Wyjątkiem jest "Rzeczpospolita", gdzie znajduje się obszerna analiza szans wyborczych poszczególnych ugrupowań. Gdyby wybory do PE odbyły się pod koniec kwietnia, to jak wynika z sondaży, PO poparłoby 31 proc, a PiS proc. Polaków.

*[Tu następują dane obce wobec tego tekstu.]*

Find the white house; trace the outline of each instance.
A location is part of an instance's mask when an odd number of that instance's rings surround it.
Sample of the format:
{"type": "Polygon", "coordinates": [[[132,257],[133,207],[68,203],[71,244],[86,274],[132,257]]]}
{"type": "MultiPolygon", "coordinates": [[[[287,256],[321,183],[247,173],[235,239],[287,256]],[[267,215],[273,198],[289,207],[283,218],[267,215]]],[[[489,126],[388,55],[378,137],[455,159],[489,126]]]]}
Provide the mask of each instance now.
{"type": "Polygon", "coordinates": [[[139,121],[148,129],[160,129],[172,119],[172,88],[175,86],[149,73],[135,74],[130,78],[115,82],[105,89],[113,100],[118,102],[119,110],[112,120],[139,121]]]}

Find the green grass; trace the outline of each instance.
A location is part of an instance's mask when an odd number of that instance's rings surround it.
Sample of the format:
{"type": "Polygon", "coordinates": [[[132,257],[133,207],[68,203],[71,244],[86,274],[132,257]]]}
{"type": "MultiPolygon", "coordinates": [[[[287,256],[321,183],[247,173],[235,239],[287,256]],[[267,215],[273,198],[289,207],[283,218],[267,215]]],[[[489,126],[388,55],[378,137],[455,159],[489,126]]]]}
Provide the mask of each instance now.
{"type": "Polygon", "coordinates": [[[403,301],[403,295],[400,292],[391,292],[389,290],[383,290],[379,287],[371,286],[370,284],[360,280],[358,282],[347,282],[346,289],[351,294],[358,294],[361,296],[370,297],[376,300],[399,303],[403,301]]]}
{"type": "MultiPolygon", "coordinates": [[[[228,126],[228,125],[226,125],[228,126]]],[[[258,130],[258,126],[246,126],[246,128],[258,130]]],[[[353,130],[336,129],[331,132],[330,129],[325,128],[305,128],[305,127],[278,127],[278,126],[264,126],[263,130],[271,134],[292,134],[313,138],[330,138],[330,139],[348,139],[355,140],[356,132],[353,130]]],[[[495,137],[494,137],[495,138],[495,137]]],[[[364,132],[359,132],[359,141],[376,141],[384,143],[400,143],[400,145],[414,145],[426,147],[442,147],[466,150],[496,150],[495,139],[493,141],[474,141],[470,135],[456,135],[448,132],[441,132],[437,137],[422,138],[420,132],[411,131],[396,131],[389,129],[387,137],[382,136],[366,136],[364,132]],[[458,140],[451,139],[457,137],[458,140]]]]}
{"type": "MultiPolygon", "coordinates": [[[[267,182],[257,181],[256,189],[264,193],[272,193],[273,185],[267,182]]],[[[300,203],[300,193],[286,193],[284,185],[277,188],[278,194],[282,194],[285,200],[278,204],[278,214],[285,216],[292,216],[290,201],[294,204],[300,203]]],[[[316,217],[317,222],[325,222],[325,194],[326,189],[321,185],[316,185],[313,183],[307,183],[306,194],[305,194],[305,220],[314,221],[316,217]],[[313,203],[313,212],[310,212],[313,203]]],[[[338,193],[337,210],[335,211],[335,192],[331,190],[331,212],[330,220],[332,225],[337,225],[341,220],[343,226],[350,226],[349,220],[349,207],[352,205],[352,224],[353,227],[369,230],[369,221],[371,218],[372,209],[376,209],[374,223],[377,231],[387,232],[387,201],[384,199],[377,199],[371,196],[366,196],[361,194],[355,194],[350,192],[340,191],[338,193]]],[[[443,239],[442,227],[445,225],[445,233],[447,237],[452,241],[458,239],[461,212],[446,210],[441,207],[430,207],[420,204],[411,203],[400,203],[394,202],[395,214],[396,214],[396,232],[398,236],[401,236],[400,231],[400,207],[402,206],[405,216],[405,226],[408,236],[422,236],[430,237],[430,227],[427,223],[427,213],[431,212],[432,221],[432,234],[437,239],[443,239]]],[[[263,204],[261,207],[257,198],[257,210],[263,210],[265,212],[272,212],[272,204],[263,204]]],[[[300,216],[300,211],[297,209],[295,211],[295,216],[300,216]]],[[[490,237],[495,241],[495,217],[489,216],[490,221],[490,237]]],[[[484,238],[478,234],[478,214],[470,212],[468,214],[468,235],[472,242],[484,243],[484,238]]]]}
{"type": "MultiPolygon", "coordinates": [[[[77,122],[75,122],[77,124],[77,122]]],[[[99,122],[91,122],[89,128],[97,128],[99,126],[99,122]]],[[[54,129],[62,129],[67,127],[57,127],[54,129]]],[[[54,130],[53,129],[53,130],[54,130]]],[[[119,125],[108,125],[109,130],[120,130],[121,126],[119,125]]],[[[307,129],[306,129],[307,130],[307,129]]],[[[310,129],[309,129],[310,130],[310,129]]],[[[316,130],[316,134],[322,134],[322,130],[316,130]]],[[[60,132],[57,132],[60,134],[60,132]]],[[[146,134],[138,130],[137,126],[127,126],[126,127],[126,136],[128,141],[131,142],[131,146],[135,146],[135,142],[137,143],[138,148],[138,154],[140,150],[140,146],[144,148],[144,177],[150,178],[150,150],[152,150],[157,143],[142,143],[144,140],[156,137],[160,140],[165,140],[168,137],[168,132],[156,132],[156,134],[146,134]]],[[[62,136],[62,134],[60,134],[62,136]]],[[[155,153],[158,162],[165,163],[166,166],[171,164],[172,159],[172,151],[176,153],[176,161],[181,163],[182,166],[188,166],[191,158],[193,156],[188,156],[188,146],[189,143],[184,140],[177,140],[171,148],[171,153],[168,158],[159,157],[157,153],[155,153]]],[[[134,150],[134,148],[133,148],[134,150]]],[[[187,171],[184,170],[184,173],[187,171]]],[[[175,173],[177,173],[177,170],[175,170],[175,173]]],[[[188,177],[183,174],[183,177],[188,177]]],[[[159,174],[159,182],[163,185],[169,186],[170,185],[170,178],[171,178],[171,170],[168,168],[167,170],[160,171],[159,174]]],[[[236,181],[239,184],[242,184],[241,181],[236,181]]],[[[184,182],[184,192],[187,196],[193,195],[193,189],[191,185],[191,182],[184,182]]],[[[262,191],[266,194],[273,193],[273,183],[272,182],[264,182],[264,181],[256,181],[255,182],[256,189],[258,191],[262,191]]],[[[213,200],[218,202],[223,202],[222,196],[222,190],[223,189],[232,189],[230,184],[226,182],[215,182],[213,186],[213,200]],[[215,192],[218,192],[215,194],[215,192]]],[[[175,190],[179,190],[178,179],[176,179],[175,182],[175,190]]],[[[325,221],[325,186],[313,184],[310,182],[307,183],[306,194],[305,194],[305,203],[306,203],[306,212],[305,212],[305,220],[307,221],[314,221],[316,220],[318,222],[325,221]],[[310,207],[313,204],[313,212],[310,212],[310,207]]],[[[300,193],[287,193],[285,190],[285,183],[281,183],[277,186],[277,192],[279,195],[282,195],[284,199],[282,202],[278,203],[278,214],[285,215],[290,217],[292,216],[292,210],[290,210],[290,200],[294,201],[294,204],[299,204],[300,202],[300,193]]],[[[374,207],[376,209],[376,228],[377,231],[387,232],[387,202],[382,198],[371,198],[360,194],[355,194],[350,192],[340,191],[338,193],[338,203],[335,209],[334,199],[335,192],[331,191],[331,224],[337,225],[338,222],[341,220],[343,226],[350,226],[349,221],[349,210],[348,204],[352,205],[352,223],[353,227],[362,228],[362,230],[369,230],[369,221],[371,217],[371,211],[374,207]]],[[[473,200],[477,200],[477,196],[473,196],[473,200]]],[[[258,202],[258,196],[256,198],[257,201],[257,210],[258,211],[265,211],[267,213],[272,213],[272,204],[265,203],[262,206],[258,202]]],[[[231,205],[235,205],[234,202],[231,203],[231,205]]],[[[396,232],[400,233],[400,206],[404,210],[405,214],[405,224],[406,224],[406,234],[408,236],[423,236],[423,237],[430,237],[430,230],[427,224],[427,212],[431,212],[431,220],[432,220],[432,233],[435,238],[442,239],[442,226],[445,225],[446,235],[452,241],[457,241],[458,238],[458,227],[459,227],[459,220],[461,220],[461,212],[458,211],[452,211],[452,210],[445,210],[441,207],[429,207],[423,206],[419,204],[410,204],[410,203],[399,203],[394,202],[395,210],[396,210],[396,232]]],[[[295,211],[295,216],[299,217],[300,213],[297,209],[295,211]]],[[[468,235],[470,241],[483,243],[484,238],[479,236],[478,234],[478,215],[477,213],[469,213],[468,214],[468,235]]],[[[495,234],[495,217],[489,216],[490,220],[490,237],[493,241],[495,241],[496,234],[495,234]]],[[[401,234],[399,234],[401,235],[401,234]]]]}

Oznacza to, że obie partie miałyby po 17 europosłów na 51 polskich deputowanych do PE. Próg wyborczy przekroczyłyby też SLD, PSL, Europa Twój Ruch i Kongres Nowej Prawicy Janusza Korwin -Mikkego.
"Gazeta Wyborcza" przedstawia sylwetkę kandydata na eurodeputowanego Tomasza Adamka cytując jego wypowiedź o tym, że "jeżeli żyje się z Bogiem poświęca Mu czas, On obdarza potrzebnymi łaskami". "Gazeta" opisuje także przygotowania do obchodów 4 czerwca w Warszawie z udziałem Baracka Obamy, Francois Hollande'a i Joachima Gaucka.
"Dziennik Gazeta Prawna " pomija milczeniem tego rodzaju wydarzenia, koncentrując się na ocenie systemu emerytalnego. Zdaniem dziennika emerytury będą w przeszłości tak niskie, że niewielu zrezygnuje z zarobków z tytułu pracy zawodowej. Pojawia się też teza, że tylko przybysze ze Wschodu mogą uratować nas na starość, zwłaszcza z Ukrainy.
Kryzys na Ukrainie wywołuje już zdecydowanie mniej emocji w mediach. "Rzeczpospolita" udowadnia, że Holandia, Irlandia, Luksemburg i Cypr mogłyby zatrzymać możliwy atak Rosji na Ukrainę zamrażając być może setki miliardów euro ulokowanych na kontach bankowych w tych krajach przez koncerny i oligarchów związanych z Kremlem. Tego jednak nie zrobią bo czerpią z tego ogromne korzyści.
"Gazeta" twierdzi, że wielu zwykłych obywateli Rosji ogarnął nacjonalistyczny amok i lud żąda krwi, czyli wejścia rosyjskich wojsk na Ukrainę.